以前に時々見かけた、リーダーと口論している姿には、なんらかの確執があるのだろうと推測はしていたが、
彼女と2人だけで食事した時にも、いざ核心の部分になると本音は出てこなかった。
理沙もまた、本音を言ってしまってはいけないと思い、ぐっと思いとどまった。
明日になれば、その事についても決着がつくのだろうか。


ヨーロッパ方面にということであれば、シャトルが着陸できるということで、シャトルは定時刻に出発した。
テキサス方面へ向かう予定だったシャトルがヨーロッパに向かったので、低軌道ステーションには待機する便がなくなった。
月から一緒に帰還中の、核融合推進システムの技術スタッフ5名、彼らも休暇を前にして同じように足止めを食らっていた。
「明日まで予定が立たないみたいね。
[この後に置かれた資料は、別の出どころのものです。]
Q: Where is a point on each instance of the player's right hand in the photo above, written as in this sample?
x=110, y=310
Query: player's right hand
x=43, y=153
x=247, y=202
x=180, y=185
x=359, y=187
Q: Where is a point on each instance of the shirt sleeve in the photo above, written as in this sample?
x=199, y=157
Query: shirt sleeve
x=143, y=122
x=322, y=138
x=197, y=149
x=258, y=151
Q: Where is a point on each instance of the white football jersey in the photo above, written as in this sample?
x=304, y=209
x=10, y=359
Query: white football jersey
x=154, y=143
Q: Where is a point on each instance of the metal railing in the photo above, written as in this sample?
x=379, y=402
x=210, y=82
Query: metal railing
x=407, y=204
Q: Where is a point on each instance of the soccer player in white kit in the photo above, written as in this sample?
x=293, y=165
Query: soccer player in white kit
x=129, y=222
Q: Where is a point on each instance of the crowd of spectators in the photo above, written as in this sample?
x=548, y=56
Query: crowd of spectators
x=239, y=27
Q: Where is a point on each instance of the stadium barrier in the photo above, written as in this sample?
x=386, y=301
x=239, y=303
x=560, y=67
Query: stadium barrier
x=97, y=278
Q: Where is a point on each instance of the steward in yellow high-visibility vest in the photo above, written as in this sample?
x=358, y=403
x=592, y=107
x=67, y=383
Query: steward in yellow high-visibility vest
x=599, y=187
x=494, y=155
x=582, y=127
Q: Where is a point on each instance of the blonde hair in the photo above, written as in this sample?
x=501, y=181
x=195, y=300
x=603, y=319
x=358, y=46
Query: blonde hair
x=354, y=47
今夜もホテルで泊まりかしら」
発着ロビーで彼ら5人と雑談しながら、理沙は半ば諦めていた。
1時間後、ハリケーンがテキサス直撃コースから外れるという情報が入り、多少の希望は生まれてきたが、
帰還可能なシャトルは1機もなく、明日まで待たされることはほぼ確実と思われた。
開発局の業務管理から連絡があったのは、諦めかけていたちょうどその時だった。
旅客ターミナルのスタッフが、理沙と技術スタッフ5人のところにやってきた。
「テキサスの天候は好転してきました。シャトルの出発は明日になりそうですが、いますぐ出発可能な機体はあります」
いったいどういう事かと不思議に思ったが、スタッフは発着ポートの使用状況をモニター上で示した。
「NASAの作業員用のシャトルがあります。月への作業員輸送用に先月に到着したものですが、8人乗りです」
窓から外を見ると、ドッキングポートに係留されているシャトルが見えた。
月から到着した時から、既にその場所にあるのは理沙は知っていたが、非常時の脱出用と思い込んでいた。
「もし、お急ぎであれば、準備いたしますが」
理沙と作業員5人皆は、すぐに了解した。